# RUDY Project USA (Running and Cycling Enterprises) Customer Service Experience!



## ROAD&DIRT (Mar 27, 2009)

Just wanted to share my experience with a company who values there customers.

I recently contacted Running and Cycling Enterprises about some replacement parts I purchased to fix/repair my favorite cycling glasses (_RUDY Project RYDON's_)... 


(*ME*)
_to whom it may concern,

I need help/guidance, I recently purchased and received a few spare parts to replace/repair my broken right RYDON temple arm. When attempting to unscrew the Flathead screw holding the temple arm to the frame, the slotted screw-head stripped out due to not being unable to turn the screw… _

_To prevent any damage to the frame, Is it possible that I could send you all the parts purchased along with the frame to see if you guys can attempt to remove the screw and attached all the new/replacement parts I purchased?_

(*RUDY Project*)
_Thank you for the follow up regarding the replacement parts (Rydon temple arms) and (Rydon temple emblems). That is perfectly fine. Please send your Rydon frame with your purchased replacement parts and we will make the attempt to install the replacement parts on your Rydon frame. If you could also write your RMA# on the outside of your return box/envelope. Keep a record of your tracking number from your local courier. Please let me know if you have any questions or concerns_

A couple days later I received a phone call from Customer Service Warranty Department "Charles"; he explained they where able to extract the stripped screw and replace the broken arm, but there was some minor damage to the frame. They said they can simply return the repaired frame as is or they could offer me a Warranty replacement instead for a small fee of $25.00 and send me a NEW frame and credit me back for the all the spare/replacement parts I purchased ($100.00)

please note glasses are about 7/8 years old, well past the full replacement warranty and very well used.

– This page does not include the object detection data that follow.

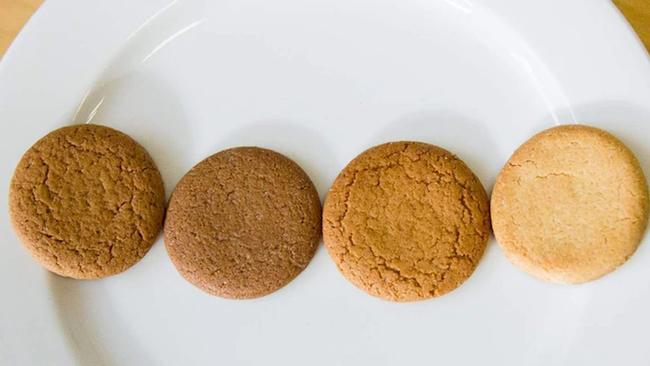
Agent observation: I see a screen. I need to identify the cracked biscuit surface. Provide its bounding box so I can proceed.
[323,142,490,301]
[9,124,165,279]
[164,147,321,299]
[491,125,648,283]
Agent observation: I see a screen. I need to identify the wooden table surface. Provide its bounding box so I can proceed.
[0,0,650,55]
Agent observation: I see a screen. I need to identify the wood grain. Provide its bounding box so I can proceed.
[0,0,650,55]
[614,0,650,50]
[0,0,43,55]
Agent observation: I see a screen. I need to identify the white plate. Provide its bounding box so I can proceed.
[0,0,650,366]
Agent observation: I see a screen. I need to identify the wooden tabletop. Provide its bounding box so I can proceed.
[0,0,650,55]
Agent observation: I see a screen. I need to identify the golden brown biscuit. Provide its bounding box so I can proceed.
[323,142,490,301]
[9,125,165,279]
[165,147,321,299]
[492,125,648,283]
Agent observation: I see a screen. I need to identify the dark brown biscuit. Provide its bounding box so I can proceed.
[323,142,490,301]
[9,125,165,279]
[165,147,321,299]
[492,125,648,283]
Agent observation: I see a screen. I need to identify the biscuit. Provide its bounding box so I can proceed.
[164,147,321,299]
[323,142,490,301]
[491,125,648,283]
[9,125,165,279]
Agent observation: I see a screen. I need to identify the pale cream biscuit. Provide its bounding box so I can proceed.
[491,125,648,283]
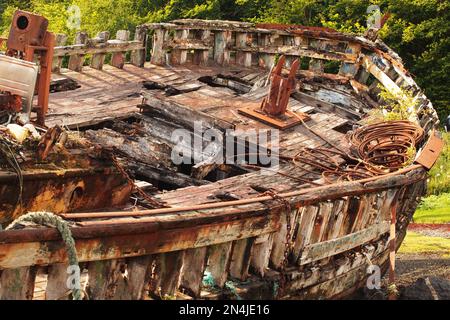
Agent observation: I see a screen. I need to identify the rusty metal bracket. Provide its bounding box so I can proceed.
[238,56,310,130]
[415,130,444,170]
[37,126,63,161]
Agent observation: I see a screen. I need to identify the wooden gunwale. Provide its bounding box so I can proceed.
[54,165,423,219]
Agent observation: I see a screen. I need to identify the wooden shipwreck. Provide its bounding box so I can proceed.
[0,20,438,299]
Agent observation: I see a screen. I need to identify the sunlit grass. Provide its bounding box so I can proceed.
[399,232,450,258]
[428,132,450,195]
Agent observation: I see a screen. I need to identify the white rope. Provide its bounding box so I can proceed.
[5,211,82,300]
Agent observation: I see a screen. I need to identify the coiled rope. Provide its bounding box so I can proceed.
[5,211,82,300]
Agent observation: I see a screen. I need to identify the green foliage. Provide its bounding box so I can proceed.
[399,232,450,258]
[0,0,450,145]
[369,85,418,122]
[428,133,450,196]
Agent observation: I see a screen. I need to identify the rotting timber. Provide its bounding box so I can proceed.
[0,16,438,299]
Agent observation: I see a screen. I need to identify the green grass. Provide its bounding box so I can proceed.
[399,232,450,258]
[428,132,450,195]
[413,193,450,223]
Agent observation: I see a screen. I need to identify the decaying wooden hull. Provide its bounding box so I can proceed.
[0,20,438,299]
[0,166,131,227]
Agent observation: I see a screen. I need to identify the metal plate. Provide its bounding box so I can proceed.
[416,131,444,170]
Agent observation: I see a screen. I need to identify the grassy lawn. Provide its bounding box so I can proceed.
[414,193,450,223]
[399,232,450,258]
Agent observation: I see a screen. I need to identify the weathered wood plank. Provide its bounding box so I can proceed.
[131,26,149,68]
[230,238,255,281]
[206,242,233,288]
[0,267,37,300]
[250,234,274,277]
[114,255,154,300]
[214,30,231,66]
[299,221,389,265]
[111,30,130,69]
[86,259,125,300]
[67,32,88,72]
[52,33,68,73]
[270,208,299,269]
[236,32,252,68]
[91,31,109,70]
[150,251,185,299]
[293,206,319,261]
[45,263,70,300]
[180,247,208,298]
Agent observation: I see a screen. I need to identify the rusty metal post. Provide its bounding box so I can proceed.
[388,187,405,300]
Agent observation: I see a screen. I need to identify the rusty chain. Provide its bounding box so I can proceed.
[109,152,167,208]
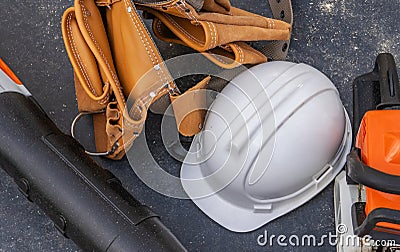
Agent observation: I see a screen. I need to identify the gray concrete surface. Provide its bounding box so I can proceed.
[0,0,400,251]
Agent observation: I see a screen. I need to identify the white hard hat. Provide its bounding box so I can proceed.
[181,62,351,232]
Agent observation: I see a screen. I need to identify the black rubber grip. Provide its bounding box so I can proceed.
[0,93,185,251]
[346,148,400,195]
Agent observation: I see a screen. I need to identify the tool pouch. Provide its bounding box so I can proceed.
[62,0,291,159]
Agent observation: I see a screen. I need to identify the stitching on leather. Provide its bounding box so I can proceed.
[156,19,164,36]
[164,15,204,46]
[233,44,244,63]
[67,14,110,105]
[79,0,126,107]
[67,14,97,95]
[124,0,170,119]
[177,0,199,24]
[210,22,218,47]
[209,53,230,65]
[206,21,217,49]
[242,44,265,58]
[124,0,169,89]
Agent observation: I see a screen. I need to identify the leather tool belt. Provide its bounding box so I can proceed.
[62,0,293,159]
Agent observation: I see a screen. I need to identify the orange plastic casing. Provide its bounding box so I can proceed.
[356,110,400,230]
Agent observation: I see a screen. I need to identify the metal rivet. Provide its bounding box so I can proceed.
[282,43,289,52]
[280,10,285,19]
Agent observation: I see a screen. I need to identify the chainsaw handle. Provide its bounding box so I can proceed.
[374,53,400,109]
[346,149,400,195]
[354,208,400,237]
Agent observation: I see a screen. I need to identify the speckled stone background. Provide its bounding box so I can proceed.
[0,0,400,251]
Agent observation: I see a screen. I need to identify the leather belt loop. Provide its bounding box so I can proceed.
[261,0,293,60]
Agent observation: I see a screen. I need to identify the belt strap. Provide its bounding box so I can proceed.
[62,0,292,159]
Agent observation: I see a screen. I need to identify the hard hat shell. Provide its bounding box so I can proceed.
[181,62,351,232]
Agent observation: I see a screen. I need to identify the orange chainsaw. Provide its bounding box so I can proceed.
[335,54,400,251]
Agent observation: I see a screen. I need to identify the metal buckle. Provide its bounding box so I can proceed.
[71,110,119,156]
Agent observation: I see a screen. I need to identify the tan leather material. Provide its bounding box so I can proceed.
[96,0,121,6]
[93,112,109,152]
[203,42,267,69]
[62,0,152,159]
[202,0,231,14]
[74,73,107,112]
[142,4,291,52]
[62,7,109,104]
[139,1,291,69]
[62,0,291,159]
[106,0,175,100]
[171,76,211,136]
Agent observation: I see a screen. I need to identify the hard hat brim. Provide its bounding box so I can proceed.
[181,111,352,232]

I received my replacements frames the other day and I’m very happy with the warranty/customer service experience I received. a professional, respectful staff who values their customers is not found very often... I'm a customer for life!


----------



## Coolhand (Jul 28, 2002)

*good company list*

FWIW- I have had several outstanding customer services experiences with Roka and Bontrager as well.


----------